The federal standards of waiver that control this case are quite explicit. As early as 1938, in Johnson v. Zerbst, 304 U.S. 458, 58 S. Ct. 1019, the United States Supreme Court pointed out that “ ‘courts indulge every reasonable presumption against waiver’ of [553]*553fundamental constitutional rights and ... we ‘do not presume acquiescence in the loss of fundamental rights.’ ” Id. at 464, 58 S. Ct. at 1023.15 In 1962, the United States Supreme Court expressly held that in cases such as the one before us, where the record is silent on whether or not a waiver of a federal constitutional right occurred, it is impermissible to place the burden of proving nonwaiver on defendants. The Court stated in unequivocal terms in Carnley v. Cochran, 369 U.S. 506, 82 S. Ct. 884 (1962), that: “Presuming waiver from a silent record is impermissible.” Id. at 516, 82 S. Ct. at 890. Thus we are constitutionally unable, in this case where the record is silent on whether the requirement of Aljoe was met, to place the burden of proving compliance with Aljoe on appellant.
The mandate of Carnley v. Cochran is not one with which this Court is unfamiliar. Rather, we have recognized our constitutional obligation to follow it on a multitude of occasions. See, e.g., Commonwealth v. Jones, 447 Pa. 228, 231, 286 A. 2d 892, 893 (1971) and cases cited therein; Commonwealth v. Norman, 447 Pa. 217, 222, 285 A. 2d 523, 526 (1971) ; Commonwealth v. Bower, 442 Pa. 379, 383, 275 A. 2d 109, 111 (1971) ; Commonwealth ex rel. Mullins v. Maroney, 428 Pa. 195, 199, 236 A. 2d 781, 784 (1968) ; Commonwealth ex rel. Edowski v. Maroney, 423 Pa. 229, 236, 223 A. 2d 749, 753 (1966) ; Commonwealth ex rel. Wright v. Cavell, 422 Pa. 253, 258, 220 A. 2d 611, 614 (1966).

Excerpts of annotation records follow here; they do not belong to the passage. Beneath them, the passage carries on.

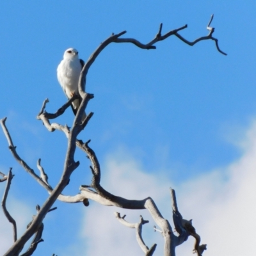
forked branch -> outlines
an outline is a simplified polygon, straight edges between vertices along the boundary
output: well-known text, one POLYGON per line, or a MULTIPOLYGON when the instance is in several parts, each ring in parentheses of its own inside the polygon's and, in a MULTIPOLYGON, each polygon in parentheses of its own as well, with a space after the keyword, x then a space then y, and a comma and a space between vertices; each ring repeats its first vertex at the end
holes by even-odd
POLYGON ((148 223, 148 220, 144 220, 141 216, 140 216, 140 222, 136 223, 131 223, 126 220, 124 220, 125 215, 121 217, 119 212, 114 212, 116 219, 119 221, 119 222, 123 224, 124 226, 127 227, 131 228, 135 228, 136 229, 136 235, 137 242, 139 244, 140 248, 143 251, 145 255, 146 256, 152 256, 155 252, 156 248, 156 244, 153 244, 153 246, 148 248, 148 246, 145 244, 143 239, 142 238, 142 226, 144 224, 148 223))
POLYGON ((15 242, 17 240, 16 221, 12 217, 11 214, 9 213, 9 212, 8 211, 7 208, 6 208, 7 196, 8 196, 8 194, 9 192, 10 187, 11 186, 12 180, 12 178, 13 177, 13 176, 14 175, 13 175, 12 172, 12 168, 10 168, 8 175, 8 177, 7 177, 6 186, 5 188, 4 196, 3 196, 3 200, 2 200, 2 208, 3 208, 3 211, 4 212, 4 215, 7 218, 7 220, 9 221, 9 222, 10 222, 12 224, 13 230, 13 241, 15 242))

Since the burden of proving noncompliance with Aljoe, in cases such as this one where the record is silent, must be placed on the Commonwealth, and since the Commonwealth failed to meet that burden, we must reject the Commonwealth’s argument that appellant, [554]*554pursuant to Aljoe, lias waived Ms right to assert his prejudiced-juror claim.
Accordingly, the order of the Superior Court is reversed and the order of the hearing court is vacated. The record is remanded to the hearing court with direction to allow counsel’s amendments to appellant’s pro se petition and with direction to hold a hearing on the merits of appellant’s prejudiced-juror claim.